Colapso francês: o nosso estado de polícia é mais sofisticado?



Warley Belo
Advogado – Mestre em Ciências Penais

A França vive as revoltas dos excluídos. Pobreza, discriminação, falta de perspectiva social, péssimas condições de vida, alto índice de desemprego em meio a uma sociedade consumista formam o manancial de ingredientes explosivos. Parece que estamos falando do Brasil. Mas, por que aqui não há revoltas similares? Seria o nosso estado de polícia mais sofisticado ou eficiente do que o francês?
A exclusão, nas cidades brasileiras, é explícita. As comunidades (nome politicamente correto para designar favelas), muitas vezes, estão incrustadas em bairros nobres. “O neguinho vê por cima do muro” (Racionais MC). Mesmo assim, nossos favelados não reclamam da falta de hospitais, seguridade social, lazer, escola, transporte etc. e, ainda, pagam impostos. Em Paris ou Lyon, ao revés, não se vêem pobres ao lado dos ricos. Vivem fora do anel periférico. Têm melhores condições sociais. Mas, lá há distúrbios nos moldes de Los Angeles, EUA (LA Riots, 1992).
O nosso estado de polícia é mensurável. Efetivamente castiga e ensina aos súditos a serem pacíficos e a se submeterem ao Estado paternal.
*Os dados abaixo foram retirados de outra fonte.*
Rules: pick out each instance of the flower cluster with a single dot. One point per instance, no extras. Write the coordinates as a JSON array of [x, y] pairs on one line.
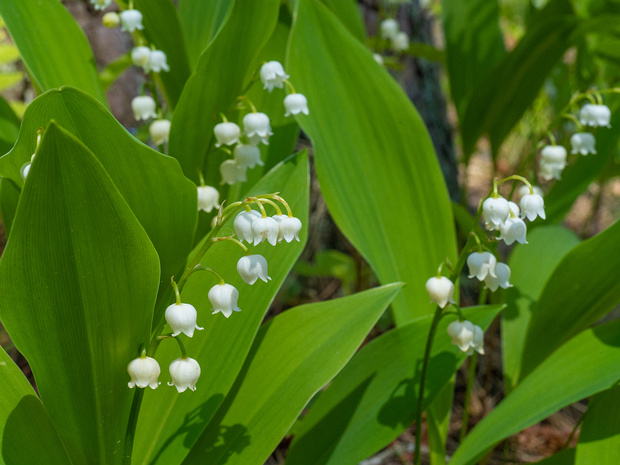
[[256, 127]]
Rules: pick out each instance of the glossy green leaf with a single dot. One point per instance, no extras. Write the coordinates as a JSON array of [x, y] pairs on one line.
[[373, 399], [380, 177], [52, 45], [78, 282], [201, 21], [599, 438], [502, 97], [26, 432], [585, 365], [293, 356], [162, 28], [474, 45], [217, 81], [170, 423], [583, 288], [162, 199], [349, 14], [531, 266]]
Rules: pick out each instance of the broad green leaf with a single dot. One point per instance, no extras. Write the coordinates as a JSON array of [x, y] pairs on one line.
[[26, 432], [599, 438], [162, 199], [52, 45], [578, 176], [162, 28], [169, 423], [380, 177], [293, 356], [373, 399], [78, 281], [474, 45], [583, 288], [201, 21], [502, 97], [216, 83], [585, 365], [531, 266], [349, 14]]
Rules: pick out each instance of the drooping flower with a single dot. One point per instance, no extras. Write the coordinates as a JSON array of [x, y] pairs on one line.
[[389, 28], [223, 298], [514, 229], [143, 107], [226, 133], [288, 227], [295, 104], [140, 57], [272, 75], [158, 62], [248, 155], [143, 372], [481, 264], [440, 290], [184, 372], [131, 20], [532, 205], [208, 198], [257, 128], [252, 267], [182, 319], [583, 143], [160, 131], [232, 172], [595, 115], [502, 278], [243, 225], [495, 211], [265, 229]]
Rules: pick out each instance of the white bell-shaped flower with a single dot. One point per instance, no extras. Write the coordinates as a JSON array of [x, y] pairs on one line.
[[481, 264], [389, 28], [441, 290], [131, 20], [595, 115], [502, 278], [158, 61], [514, 229], [143, 107], [248, 155], [243, 225], [583, 143], [400, 43], [160, 131], [252, 267], [140, 57], [101, 4], [182, 319], [532, 205], [232, 172], [554, 155], [265, 229], [257, 128], [223, 298], [184, 372], [288, 227], [226, 133], [272, 75], [495, 211], [208, 198], [143, 372], [295, 104], [462, 334]]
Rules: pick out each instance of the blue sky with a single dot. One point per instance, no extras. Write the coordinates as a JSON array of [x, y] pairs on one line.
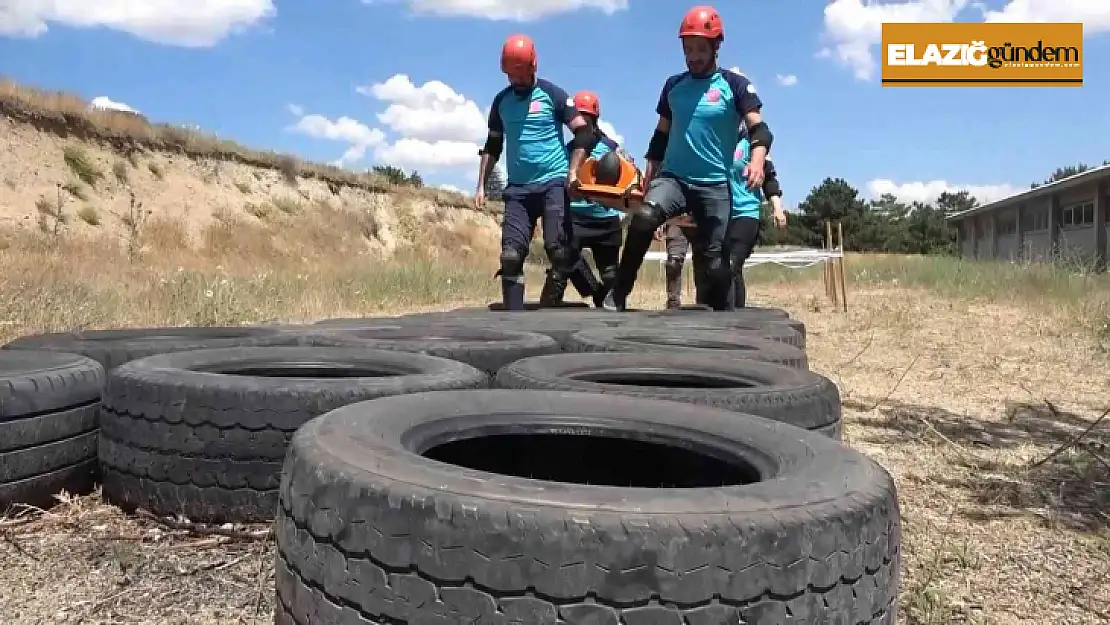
[[300, 77]]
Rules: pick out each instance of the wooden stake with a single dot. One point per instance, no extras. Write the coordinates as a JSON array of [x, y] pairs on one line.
[[828, 272], [833, 284], [844, 288]]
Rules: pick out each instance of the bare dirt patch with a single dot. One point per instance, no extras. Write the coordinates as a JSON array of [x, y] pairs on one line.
[[960, 401]]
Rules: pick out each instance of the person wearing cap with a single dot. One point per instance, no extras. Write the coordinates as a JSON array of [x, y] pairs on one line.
[[526, 121], [595, 227], [689, 158]]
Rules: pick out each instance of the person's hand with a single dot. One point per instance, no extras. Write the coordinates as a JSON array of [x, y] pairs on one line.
[[779, 218], [755, 172], [573, 184]]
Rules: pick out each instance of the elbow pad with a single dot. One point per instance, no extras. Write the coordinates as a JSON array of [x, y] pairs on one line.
[[585, 139], [760, 137], [493, 145], [657, 147], [772, 188]]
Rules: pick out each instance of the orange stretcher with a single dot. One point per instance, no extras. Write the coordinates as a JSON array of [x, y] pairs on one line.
[[625, 195]]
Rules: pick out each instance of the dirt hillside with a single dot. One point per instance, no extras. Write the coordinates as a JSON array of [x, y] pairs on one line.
[[70, 170]]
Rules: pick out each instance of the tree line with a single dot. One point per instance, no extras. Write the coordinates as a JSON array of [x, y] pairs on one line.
[[881, 224]]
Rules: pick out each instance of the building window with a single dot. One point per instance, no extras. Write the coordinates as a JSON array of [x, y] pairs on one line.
[[1007, 225], [1035, 220], [1078, 215]]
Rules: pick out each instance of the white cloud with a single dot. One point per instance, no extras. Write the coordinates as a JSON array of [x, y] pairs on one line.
[[452, 188], [853, 28], [511, 10], [424, 155], [173, 22], [436, 129], [107, 103], [611, 131], [928, 192], [432, 111], [357, 135]]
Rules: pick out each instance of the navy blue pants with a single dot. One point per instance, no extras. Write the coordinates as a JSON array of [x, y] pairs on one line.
[[710, 207], [524, 204]]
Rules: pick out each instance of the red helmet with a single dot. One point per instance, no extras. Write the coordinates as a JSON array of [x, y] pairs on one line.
[[518, 54], [703, 21], [586, 102]]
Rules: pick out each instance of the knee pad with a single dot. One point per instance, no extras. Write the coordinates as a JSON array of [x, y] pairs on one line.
[[646, 219], [558, 258], [608, 274], [512, 263]]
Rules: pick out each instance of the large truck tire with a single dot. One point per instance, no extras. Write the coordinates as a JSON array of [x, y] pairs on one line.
[[48, 425], [113, 348], [203, 433], [786, 394], [535, 506], [706, 343]]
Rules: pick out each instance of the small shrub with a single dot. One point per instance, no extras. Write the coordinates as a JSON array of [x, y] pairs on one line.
[[82, 165], [120, 171], [74, 189], [89, 215]]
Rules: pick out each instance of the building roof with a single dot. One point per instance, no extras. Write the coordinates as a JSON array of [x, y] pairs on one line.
[[1062, 184]]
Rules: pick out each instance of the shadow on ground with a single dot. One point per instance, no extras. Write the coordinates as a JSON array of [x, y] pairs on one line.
[[1066, 483]]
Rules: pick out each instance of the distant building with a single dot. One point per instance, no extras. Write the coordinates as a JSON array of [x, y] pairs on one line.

Entretanto, o estado de direito não existe para essa parcela discriminada da população. Impossibilita-se a constituição de uma visão fraterna, horizontal da sociedade. Só se permite e se estimula a visão vertical. Os excluídos não se reconhecem como tais, raríssimas exceções: grupos de Rap, movimentos sociais politizados ou quando fecham avenidas e ateiam fogo em ônibus em resposta às agressões policiais.
O estado de direito e o estado de polícia agem antagonicamente. Naquele se perseguem as soluções para as causas dos problemas e se limita o poder, nesse há pura repressão dos conflitos se reforçando o poder vertical arbitrário (Nilo Batista). De forma que, se o favelado permanece na favela, não há risco de conflito. Aqui se aceita isso; na França, não.
Não é o nosso estado de polícia mais eficiente ou melhor. Ocorre é a inexistência do estado de direito para os excluídos. Ou seja, ser excluído francês é ter a possibilidade de experimentar parte do estado de direito, mas não todo.
O estado de direito e o estado de polícia co-existem tanto aqui como na França. Mas, lá se pressupõe ser assegurado a todos o acesso ao estado fraterno. No Brasil, o povo habituou-se a ter apenas o estado de polícia porque nunca experimentou o estado de direito, que não lhe pertence. Os nossos outsiders (Howard Becker) não são discursivos, são reais.